The summary contained in the Ladakh Chronicles includes six main clauses of the treaty:
1. A general declaration of principle that the region of Guge (mNa'-ris-sKorgSum) was divided into three separate kingdoms in the 10th century;
2. The Tibetan recognition of the independence of Ladakh and the restriction for the King of Ladakh from inviting foreign armies into Ladakh;
3. The regulation of trade of goat-wool, subdivided into two subclauses, for Guge and the northern plain of Tibet (Byaṅ-thaṅ);
4. A clause fixing the Ladakh-Tibet frontier at the Lha-ri stream at Demchok, but granting Ladakh an enclave at Men-ser;
5. Another clause regulating Ladakh-Tibet trade;
6. The arrangement of a fee to Mi-'pham dBaṅ-po (then-regent of Ladakh) for his cost in arranging the treaty.

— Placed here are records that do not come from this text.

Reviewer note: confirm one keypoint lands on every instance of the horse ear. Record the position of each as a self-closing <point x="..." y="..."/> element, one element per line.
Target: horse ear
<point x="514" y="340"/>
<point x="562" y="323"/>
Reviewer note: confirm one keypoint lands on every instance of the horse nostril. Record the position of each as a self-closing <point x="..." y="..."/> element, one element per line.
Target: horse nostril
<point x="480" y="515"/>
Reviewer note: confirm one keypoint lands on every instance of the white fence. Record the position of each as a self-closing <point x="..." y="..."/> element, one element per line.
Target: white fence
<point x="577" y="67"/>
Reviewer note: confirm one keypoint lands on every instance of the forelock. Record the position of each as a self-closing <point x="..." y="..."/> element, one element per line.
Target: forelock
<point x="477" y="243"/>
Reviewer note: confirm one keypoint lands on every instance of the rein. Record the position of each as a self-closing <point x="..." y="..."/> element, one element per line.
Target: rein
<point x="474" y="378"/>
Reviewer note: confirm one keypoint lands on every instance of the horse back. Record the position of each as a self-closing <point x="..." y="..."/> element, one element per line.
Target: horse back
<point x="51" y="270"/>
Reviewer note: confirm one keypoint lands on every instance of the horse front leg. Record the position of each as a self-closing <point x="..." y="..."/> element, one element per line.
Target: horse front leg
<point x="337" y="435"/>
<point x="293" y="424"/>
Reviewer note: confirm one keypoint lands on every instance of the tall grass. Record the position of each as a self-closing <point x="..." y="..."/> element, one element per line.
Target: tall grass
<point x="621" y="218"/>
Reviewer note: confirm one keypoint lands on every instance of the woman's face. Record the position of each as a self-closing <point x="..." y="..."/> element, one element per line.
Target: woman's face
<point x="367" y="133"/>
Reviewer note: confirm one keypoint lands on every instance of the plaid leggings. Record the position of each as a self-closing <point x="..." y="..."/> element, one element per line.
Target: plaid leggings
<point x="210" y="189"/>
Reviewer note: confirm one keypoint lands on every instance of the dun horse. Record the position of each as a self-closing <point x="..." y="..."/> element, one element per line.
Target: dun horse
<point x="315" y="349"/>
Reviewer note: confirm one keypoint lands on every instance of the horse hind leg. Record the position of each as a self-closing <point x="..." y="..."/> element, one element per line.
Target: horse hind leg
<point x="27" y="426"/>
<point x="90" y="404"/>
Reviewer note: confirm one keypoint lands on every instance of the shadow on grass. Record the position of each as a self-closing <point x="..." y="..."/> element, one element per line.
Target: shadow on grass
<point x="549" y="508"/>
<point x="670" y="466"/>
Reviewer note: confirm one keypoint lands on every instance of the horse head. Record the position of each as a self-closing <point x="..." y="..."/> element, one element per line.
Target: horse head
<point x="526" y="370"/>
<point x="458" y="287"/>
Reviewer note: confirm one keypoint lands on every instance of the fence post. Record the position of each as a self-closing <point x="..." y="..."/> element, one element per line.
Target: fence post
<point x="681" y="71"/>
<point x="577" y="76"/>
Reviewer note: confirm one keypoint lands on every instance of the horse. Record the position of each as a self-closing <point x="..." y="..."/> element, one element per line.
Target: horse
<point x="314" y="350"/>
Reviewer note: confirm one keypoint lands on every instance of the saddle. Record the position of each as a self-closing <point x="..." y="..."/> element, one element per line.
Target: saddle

The trade regulations provided for Ladakh's exclusive right to trade in pashmina wool produced in Tibet, in exchange for brick-tea from Ladakh. Ladakh was also bound to send periodic missions to Lhasa carrying presents for the Dalai Lama. The fee in the sixth clause was later paid by Desi Sangye Gyatso to Mi-'pham dBaii-po in the form of three estates in Tibet sometime between the autumn of 1684 and 1685.